Robotic exoskeletons have been heralded as the future of industry, physical rehabilitation, and geriatric assistance, but progress has been slow. That may be changing, beacause researchers from Carnegie Mellon University in Pittsburgh are developing a machine learning algorithm that enables an exoskeleton to learn how to customize its movement for each individual. It’s an exoskeleton with a brain.
“I think the applications can be really wide,” Kirby Witte, a mechanical engineer and a Ph.D. candidate at Carnegie Mellon, tells Inverse. “They can be really awesome like having someone jump real high or kick down a door, or really significant like helping someone walk after a stroke.”
Part of the problem with exoskeletons up to now has been that they were hand-tuned, with researchers taking their best guess at how they should assist people, but research published this week in the journal Science works to solve that problem.
Witte explains that exoskeletons show a lot of promise, but the models and simulations that people use to program them are insufficient compared to real human data.
“In simulation work, we expect exoskeletons to significantly reduce energy use, but they don’t. And some of the reason they don’t is because the people are poorly modeled,” Witte tells Inverse.
To test their system, the researchers put people on a treadmill. One ankle was unassisted, and the other was connected to an exoskeleton brace that would apply a torque to help propel the person’s foot forward. Initially, researchers programmed the ankle brace according to their best guess as to when it might best help a person. Subsequent tests showed that the optimal timing varied by person.
“The way we intended to assist them was that we sensed when their foot touched the ground, waited some time, and applied a peak of torque.” Witte tells Inverse. “[Optimal] timing seemed to vary but it happened a little later than we expected.” It turns out that the most effective exoskeletons should apply a force on the person they’re assisting only after they begin to push on their own.

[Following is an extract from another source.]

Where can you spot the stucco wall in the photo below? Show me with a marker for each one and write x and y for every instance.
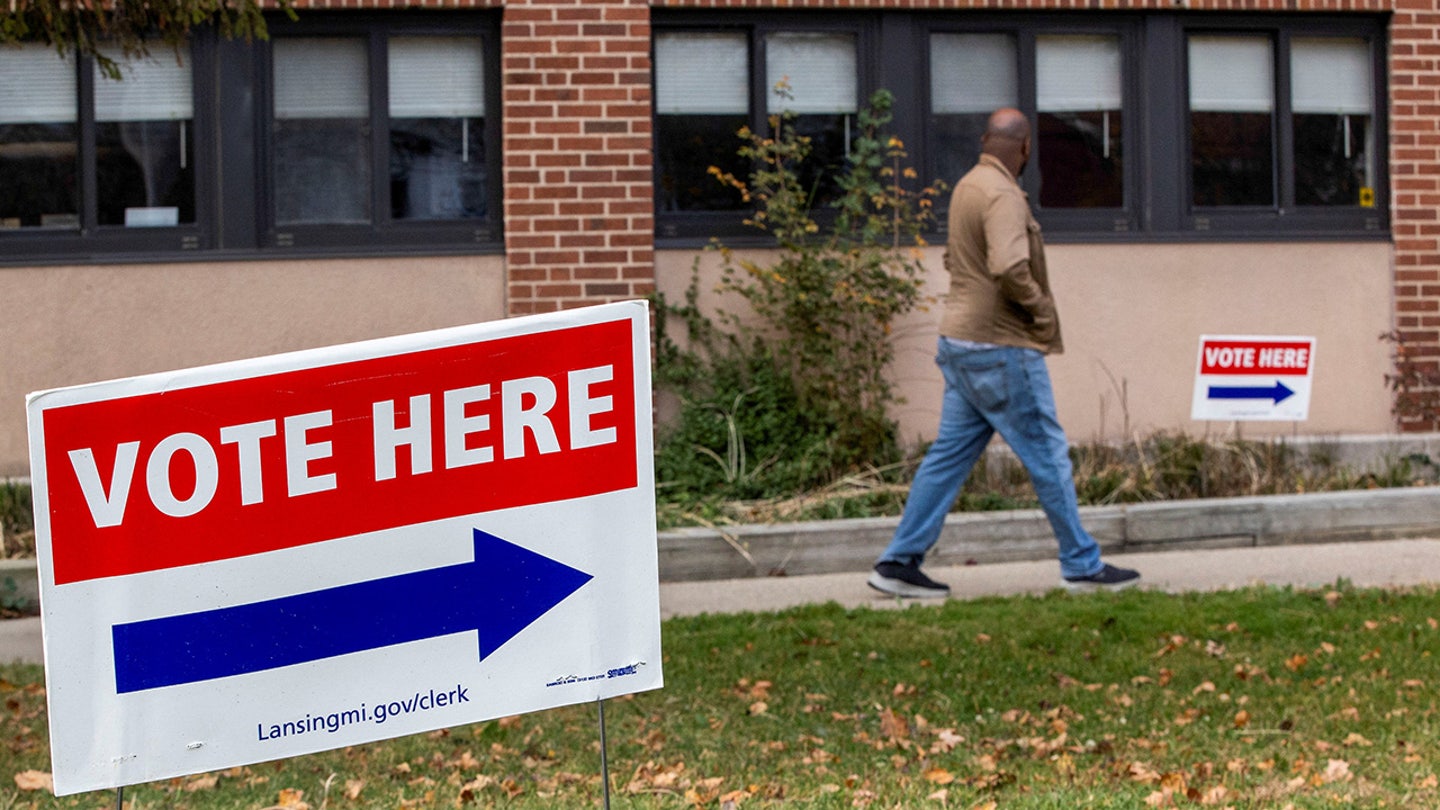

Witte says that this technology is still a couple years away from any clinical application, largely because hospitals and clinicians aren’t equipped with the right hardware and testing apparatus to use their algorithm in a meaningful way. However, Witte expects that her research would prove useful to people in physical therapy.
This research on energy reduction while walking is more of a test run for the algorithm, Witte says. Beyond that, a machine learning algorithm like hers could be used for any sort of human-robot interface.
Exoskeletons and active prostheses promise to enhance human mobility, but few have succeeded. Optimizing device characteristics on the basis of measured human performance could lead to improved designs. We have developed a method for identifying the exoskeleton assistance that minimizes human energy cost during walking. Optimized torque patterns from an exoskeleton worn on one ankle reduced metabolic energy consumption by 24.2 ± 7.4% compared to no torque. The approach was effective with exoskeletons worn on one or both ankles, during a variety of walking conditions, during running, and when optimizing muscle activity. Finding a good generic assistance pattern, customizing it to individual needs, and helping users learn to take advantage of the device all contributed to improved economy. Optimization methods with these features can substantially improve performance.